«Abbiamo applicato quello che il protocollo prevede, spedendo a casa la lettera al nostro donatore. I risultati degli esami, infatti, vengono consegnati, via posta o personalmente, su richiesta dei volontari, e inviati solo se vengono riscontrati valori non in regola».
I responsabili dell'associazione fidentina, che mette a disposizione i locali per le donazioni effettuate poi dal personale dell'Ausl, e il medico responsabile della raccolta sangue, si netono «tranquilli» e forniscono la loro versione dei fatti.
«Va precisato, in primis - sostengono dall'associazione - che l'esame del Psa non è tra quelli richiesti per donare e che quindi al nostro donatore avevamo fatto un favore ad aggiungerlo nella lista. L'Avis non è un centro sanitario, è un'associazione di volontari e gli esami sono finalizzati alla raccolta del sangue. Detto questo, quando abbiamo ricevuto il responso degli esami del donatore in questione, come prevedeva il regolamento del 2007 abbiamo spedito a casa i risultati».
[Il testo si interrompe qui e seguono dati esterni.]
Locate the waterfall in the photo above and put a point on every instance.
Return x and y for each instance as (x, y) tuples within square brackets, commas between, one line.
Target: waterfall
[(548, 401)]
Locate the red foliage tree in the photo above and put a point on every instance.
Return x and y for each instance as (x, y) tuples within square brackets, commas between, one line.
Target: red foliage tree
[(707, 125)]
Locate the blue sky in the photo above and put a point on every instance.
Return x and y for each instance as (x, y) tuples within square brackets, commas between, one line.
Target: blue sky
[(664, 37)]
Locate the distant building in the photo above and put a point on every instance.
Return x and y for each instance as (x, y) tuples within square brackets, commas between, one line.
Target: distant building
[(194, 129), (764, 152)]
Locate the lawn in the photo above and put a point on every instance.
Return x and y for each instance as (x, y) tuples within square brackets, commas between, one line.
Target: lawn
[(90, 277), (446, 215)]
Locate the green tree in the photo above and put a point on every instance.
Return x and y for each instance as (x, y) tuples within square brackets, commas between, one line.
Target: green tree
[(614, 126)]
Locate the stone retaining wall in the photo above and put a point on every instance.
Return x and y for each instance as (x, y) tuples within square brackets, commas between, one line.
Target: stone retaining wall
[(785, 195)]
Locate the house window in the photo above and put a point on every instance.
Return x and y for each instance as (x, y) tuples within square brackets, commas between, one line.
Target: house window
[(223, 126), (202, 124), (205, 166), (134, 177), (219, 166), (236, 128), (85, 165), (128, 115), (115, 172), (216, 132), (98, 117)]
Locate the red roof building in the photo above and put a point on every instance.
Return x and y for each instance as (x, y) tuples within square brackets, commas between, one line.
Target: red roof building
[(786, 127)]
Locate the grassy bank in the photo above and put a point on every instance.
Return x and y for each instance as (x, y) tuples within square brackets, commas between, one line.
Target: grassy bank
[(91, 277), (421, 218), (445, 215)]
Lettera che, sostiene Giordani, non è mai arrivata. Se venisse utilizzato il sistema della raccomandata con ricevuta di ritorno, il problema non si sarebbe, forse, verificato. Ma come è potuto accadere che il borghigiano abbia continuato a donare pur essendo malato? «Il donatore, ripresentandosi nel 2008 per le successive donazioni, in buona salute e senza segnalare problemi - spiega il medico, ex responsabile del Centro fisso di raccolta - è stato ammesso alle successive sedute di raccolta sangue».